Sidiki Bakaba a été honoré à l’édition 2020 du Festival des Ecrans noirs qui s’est déroulée du samedi 31 octobre au samedi 7 novembre au Palais Polyvalent des Sports de Yaoundé.
Il y est arrivé, comme un chef, d’un pas assuré et brille du charisme de ceux que plus rien n’ébranle, avec un chapeau de cowboy et des lunettes aux couleurs du Festival.
Cet honneur lui a été fait à cause de sa longue et riche carrière de cinéaste et d’homme de culture. En effet, acteur, scénariste et réalisateur, le Franco-Ivoirien âgé de 72 ans est l’un des plus prolifiques de sa génération.
Tout commence en effet pour "Bakabousse" (comme l’appelle Gérard Essomba, un autre géant du cinéma africain) par une passion indicible pour le théâtre et un amour presqu’irrationnel pour la langue française. Sans doute est-il influencé par de belles voies telles Douta Seck, Bachir Touré, Toto Bissainthe… Mais, il est hors de question pour ce fils et petit-fils de marabouts, de déclarer sa flamme pour les planches. N’eût-été alors l’intervention énergique d’un oncle maternelle, comme l’a fait pour Samba Diallo, la Grande Royale, Sidiki Bakaba ne serait pas allé poursuivre ses études secondaires à Abidjan où il peut enfin donner libre cours à sa passion.
Déjà en 1962, quand, à l’âge de 13 ans, le jeune ambitieux entre à l’école d’art dramatique d’Abidjan où il fait ses premiers pas dans "Un nommé Judas" de Louis Sapin.

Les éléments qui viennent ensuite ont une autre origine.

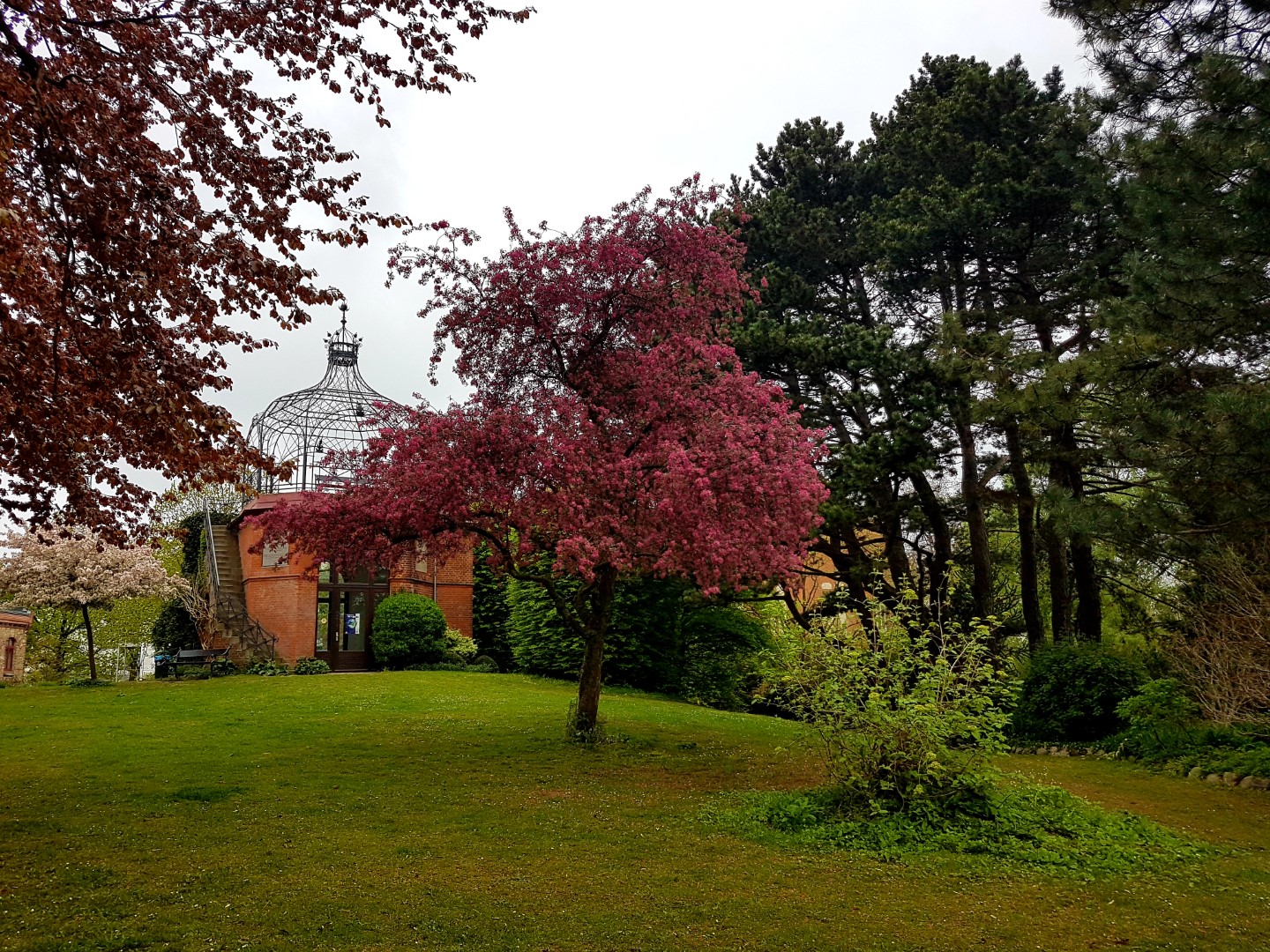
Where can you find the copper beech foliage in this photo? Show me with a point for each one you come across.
(149, 190)
(611, 428)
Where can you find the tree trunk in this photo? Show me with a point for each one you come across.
(1059, 584)
(981, 559)
(941, 537)
(1088, 591)
(588, 683)
(1027, 573)
(1088, 611)
(594, 619)
(92, 651)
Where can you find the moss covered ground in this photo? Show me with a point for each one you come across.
(444, 810)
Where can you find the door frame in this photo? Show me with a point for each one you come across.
(335, 593)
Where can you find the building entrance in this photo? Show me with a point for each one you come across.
(346, 611)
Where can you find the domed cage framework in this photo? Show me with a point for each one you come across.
(311, 424)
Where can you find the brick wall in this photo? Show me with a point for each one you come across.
(280, 598)
(13, 625)
(449, 584)
(285, 602)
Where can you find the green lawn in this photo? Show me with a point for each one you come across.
(442, 810)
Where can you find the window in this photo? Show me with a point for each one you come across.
(274, 555)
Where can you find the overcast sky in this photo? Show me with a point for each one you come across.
(588, 101)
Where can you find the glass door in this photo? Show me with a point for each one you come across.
(346, 611)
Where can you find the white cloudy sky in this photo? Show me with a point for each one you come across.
(592, 100)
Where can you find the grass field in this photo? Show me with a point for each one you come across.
(444, 810)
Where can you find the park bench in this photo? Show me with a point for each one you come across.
(199, 657)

Depuis lors, le féru d’équitation et de trapèze n’est jamais redescendu de son nuage.
Ainsi, de "Visages de femmes" de Désiré Ecaré en 1972 à "Yafa" (le pardon) de Christian Lara en 2018, Sidiki Bakaba a contribué, à différents niveaux, à la production de près de 25 œuvres cinématographiques, décrochant au passage autant, sinon plus de distinctions. A son l’actif, il y a des rôles remarqués dans "Bako, l’autre rive" de Jacques Champreux en 1977, dans "Le professionnel" de Georges Lautner en 1981 où il partage même l’affiche avec Jean Paul Belmondo, ou encore dans "Les guérisseurs" qu’il réalise en 1988.
Grâce à son talent et sa capacité à se réinventer, l’acteur incarne à l’écran depuis 1972 plusieurs personnages. Il peut ainsi jouer un commissaire dans "Roues libres" (2002), ou un intellectuel acculturé dans "L’aventure ambiguë", projeté pendant le Festival. C’est sans doute un autre hommage à l’immortel Manu Dibango qui a composé la musique du film et avec qui il avait une relation spéciale. Du reste, il est difficile de ne pas relever les similitudes entre le héros de l’œuvre de Cheick Hamidou Kane, Samba Diallo, et Sidiki Bakaba qui l’incarne à l’écran.
Pour dire le moins qu’on puisse dire, Sidiki Bakaba est un personnage pluriel car après avoir joué et réalisé plusieurs chefs d’œuvre, il transmet sa passion et son savoir-faire à la jeune génération.
Aussi, depuis 1972 de fait, l’ancien étudiant de l’Institut national des arts d’Abidjan y enseigne l’expression corporelle. Mais il le fait également à Paris où il s’est exilé avec son épouse depuis la crise post-électorale de 2010 en Côte d’Ivoire.
Avant cet exil, Sidiki Bakaba a dirigé de 2000 à 2011 le Palais de la Culture d’Abidjan, où il a créé l’Actor Studio. De sa voix charismatique, il a d’ailleurs donné un aperçu de son expertise lors d’un Master class aux Ecrans Noirs 2020. Pour le reste, le monument et la mémoire du cinéma africain est de nouveau à l’affiche d’un film. Avec Belmondo l’influenceur dont la première est prévue le 10 novembre 2020 sur Paris Première, Sidiki Bakaba entre encore plus au Panthéon du cinéma français, africain et mondial.